Before Lausanne, Kerry questions March goal for an Iran framework

Obama administration official tells the Post the secretary's team hopes to "seal the deal" and "get it done" by the end of the month.

US Secretary of State John Kerry (R) speaks during a Senate Foreign Relations Committee hearing, March 11, 2015 (photo credit: REUTERS)
US Secretary of State John Kerry (R) speaks during a Senate Foreign Relations Committee hearing, March 11, 2015
(photo credit: REUTERS)
WASHINGTON – World powers may not be within reach of a framework agreement with Iran concerning its nuclear work this month, despite having set their goal for a core deal by that time, US Secretary of State John Kerry said in Egypt on Saturday.
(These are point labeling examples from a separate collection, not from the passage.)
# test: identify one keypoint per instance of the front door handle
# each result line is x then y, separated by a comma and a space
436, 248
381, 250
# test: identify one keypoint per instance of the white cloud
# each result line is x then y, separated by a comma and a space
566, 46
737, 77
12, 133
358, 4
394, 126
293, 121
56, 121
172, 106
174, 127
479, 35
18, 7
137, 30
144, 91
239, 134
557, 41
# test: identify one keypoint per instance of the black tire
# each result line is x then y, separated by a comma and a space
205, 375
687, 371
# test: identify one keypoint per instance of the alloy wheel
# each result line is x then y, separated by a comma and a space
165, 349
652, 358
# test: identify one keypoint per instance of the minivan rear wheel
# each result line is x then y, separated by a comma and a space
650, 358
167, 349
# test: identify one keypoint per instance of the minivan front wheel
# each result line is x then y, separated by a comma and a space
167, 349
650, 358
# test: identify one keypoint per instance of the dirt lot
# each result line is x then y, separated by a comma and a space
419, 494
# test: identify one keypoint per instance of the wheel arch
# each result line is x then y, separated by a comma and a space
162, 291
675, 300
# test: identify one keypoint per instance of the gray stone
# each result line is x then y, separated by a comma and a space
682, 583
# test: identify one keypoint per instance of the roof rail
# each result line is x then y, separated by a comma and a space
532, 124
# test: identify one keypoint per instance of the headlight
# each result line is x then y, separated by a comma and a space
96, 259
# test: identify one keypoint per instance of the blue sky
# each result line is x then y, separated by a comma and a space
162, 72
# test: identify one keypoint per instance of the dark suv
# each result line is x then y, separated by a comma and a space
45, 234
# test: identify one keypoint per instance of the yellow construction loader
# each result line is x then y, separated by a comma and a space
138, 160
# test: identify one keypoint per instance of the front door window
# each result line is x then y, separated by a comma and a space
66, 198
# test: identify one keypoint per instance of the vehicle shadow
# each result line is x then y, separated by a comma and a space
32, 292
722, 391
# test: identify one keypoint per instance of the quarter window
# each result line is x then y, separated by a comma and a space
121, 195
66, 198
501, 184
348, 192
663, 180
“I can’t tell you whether or not we can get a deal, whether we are close,” Kerry said at Sharm e-Sheikh, a day before departing for Lausanne, Switzerland, to continue intensive discussions with Iranian Foreign Minister Mohammad Javad Zarif. “The purpose of these negotiations is not just to get a deal, it is to get the right deal.”
But one Obama administration official told The Jerusalem Post on Friday the secretary’s team hopes to “seal the deal” and “get it done” by the end of the month – long a public goal of the administration, as political pressures continue to mount within Tehran and Washington on their respective leaders against an agreement.
Past March 24, at least 10 Senate Democrats have committed to joining their Republican colleagues in support of legislation that would trigger hearings and an up-or-down vote on a nuclear agreement, should one ultimately be reached. The author of the Iran Nuclear Agreement Review Act of 2015, Senate Foreign Relations Committee chairman Bob Corker (R-Tennessee), said that Congress has been responsible for the passage of sanctions against Iran, and should have a say in their removal.
US President Barack Obama has threatened to veto that bill, and his administration questions Congress’s role in the immediate aftermath of a deal. The legislature ultimately “will have a vote,” State Department spokeswoman Jen Psaki said, but “quite some time” after the agreement is reached.
“As far as we’re concerned, Congress has no ability to change an executive agreement,” Kerry said on Saturday, adding that “important gaps” still remained at the negotiating table.
Discussion continued over the political ramifications of a letter penned to Iran by Sen.
Tom Cotton (R-Arkansas), who is the youngest in the Senate and just under 70 days in office, and signed by 46 of his Republican colleagues.
While US diplomats have not gauged the impact of the letter on their Iranian counterparts in person, Psaki said they had no evidence that the message has affected negotiations.
Nevertheless, Cotton’s letter, which instructed Iran’s leaders to question the American president’s ability to enforce a nuclear agreement in the long-term, “certainly is something that would give the Iranians an excuse at the end of the game,” Psaki said.
The United States, United Kingdom, France, Russia, China and Germany, known as the P5+1, hope to reach a framework agreement by March 31 and a comprehensive joint plan of action by June 30.
P5+1 stands for the five permanent members of the UN Security Council, plus Germany, which together have passed sanctions legislation against Iran with the force of international law. The Islamic Republic seeks the swift removal of these sanctions, which, according to the State Department, would be an entirely separate process from removing congressionally mandated sanctions.
The P5+1 proposal to Iran, in its current form, would cap, restrict, monitor and partially roll back aspects of its nuclear program for a finite period, before normalizing Iran as a signatory of the Nuclear Non-Proliferation Treaty.
International sanctions, put in place over Tehran’s violations of the NPT, would be lifted over the duration of the deal, at a pace still being negotiated in Switzerland.
Prime Minister Benjamin Netanyahu adamantly opposes the deal, and has made his opposition central to his campaign for reelection as prime minister on Tuesday. His primary opponents, Isaac Herzog and Tzipi Livni, have suggested a willingness to accept the proposal.
Obama said he would not accept an agreement that sets back his agenda against the proliferation of nuclear weapons, or that allows Iran to ultimately acquire a nuclear arsenal.
Negotiators expect to break from talks for the Iranian holiday of Nowruz on March 20.
Kerry is to return to Washington to host President Ashraf Ghani of Afghanistan at Camp David on March 22.
Talks are to resume then in Switzerland until the end of the month, US officials say.